Modeling of connected community infrastructures accounting for the interdependencies among energy, transportation, and communication networks

A future connected community is rendered as an aggregate of sophisticated public infrastructure not only the energy system but also the transportation and communication networks, intertwined with each other. The issues multiply when researchers start juggling how, when, and where to allocate heterogeneous infrastructures, such as renewable energy sources, electric vehicles, and advanced wireless communication and sensor systems. In order to achieve a globally optimum operation and cost reductions, energy, transportation and communication networks should be modeled and optimized collectively. In this paper, a preliminary connected community package implemented in Modelica is proposed considering the interdependency between these three networks. In this package, a connected community is divided into multiple regional blocks. Each block has three system agents including an agent for energy consumption and renewable generation, an agent for transportation which includes an electric vehicle station, and an agent for communication.
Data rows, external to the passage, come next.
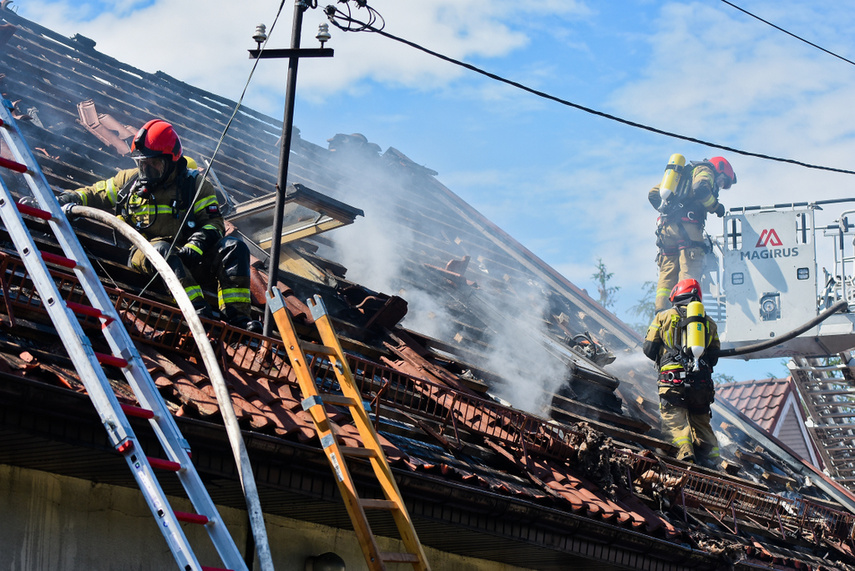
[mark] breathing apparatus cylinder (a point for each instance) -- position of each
(696, 330)
(671, 178)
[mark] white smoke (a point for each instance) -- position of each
(515, 343)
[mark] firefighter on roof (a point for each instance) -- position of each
(683, 342)
(684, 197)
(154, 198)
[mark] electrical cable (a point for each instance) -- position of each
(820, 48)
(210, 162)
(362, 26)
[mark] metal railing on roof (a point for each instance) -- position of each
(455, 412)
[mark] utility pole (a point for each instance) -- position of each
(293, 54)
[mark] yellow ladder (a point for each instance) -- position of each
(351, 400)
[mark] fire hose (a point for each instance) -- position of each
(842, 304)
(209, 358)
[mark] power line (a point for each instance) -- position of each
(786, 32)
(367, 27)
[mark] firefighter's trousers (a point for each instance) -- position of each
(227, 262)
(685, 414)
(679, 258)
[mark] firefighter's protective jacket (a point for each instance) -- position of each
(684, 396)
(664, 340)
(696, 195)
(159, 213)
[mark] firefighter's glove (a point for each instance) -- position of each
(190, 255)
(68, 198)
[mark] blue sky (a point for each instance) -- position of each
(568, 185)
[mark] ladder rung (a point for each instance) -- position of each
(358, 452)
(33, 211)
(12, 165)
(378, 504)
(161, 464)
(137, 412)
(105, 359)
(339, 400)
(59, 260)
(191, 518)
(400, 557)
(88, 310)
(317, 349)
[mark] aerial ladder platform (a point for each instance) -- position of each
(90, 364)
(303, 356)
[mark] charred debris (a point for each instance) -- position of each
(515, 410)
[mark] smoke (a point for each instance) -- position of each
(521, 352)
(627, 366)
(498, 324)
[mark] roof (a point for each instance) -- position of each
(762, 401)
(774, 405)
(589, 485)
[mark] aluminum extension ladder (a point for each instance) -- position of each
(351, 400)
(89, 363)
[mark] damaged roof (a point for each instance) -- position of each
(574, 474)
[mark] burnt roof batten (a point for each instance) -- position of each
(293, 56)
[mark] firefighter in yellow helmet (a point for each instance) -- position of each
(680, 227)
(685, 384)
(155, 198)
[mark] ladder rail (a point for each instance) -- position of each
(378, 461)
(314, 403)
(89, 367)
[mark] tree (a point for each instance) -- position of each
(645, 307)
(607, 293)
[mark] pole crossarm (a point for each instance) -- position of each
(289, 53)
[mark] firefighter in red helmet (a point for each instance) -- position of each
(155, 198)
(680, 227)
(685, 384)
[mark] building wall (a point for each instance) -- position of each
(68, 524)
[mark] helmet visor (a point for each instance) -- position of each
(152, 169)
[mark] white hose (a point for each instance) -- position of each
(256, 518)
The three different system agents in energy, transportation, and communication are interconnected through different interfaces. For the energy system agent, the cable model links the interaction of different energy agents. For the transportation system agent, the road model is built to simulate the commuting between the different blocks. For the communication system agent, the transmission model is built to mimic reduction or delay in transmitting the information flow. Finally, a case study is presented to demonstrate how the transportation and communication networks influence on the operation of the energy systems between various blocks.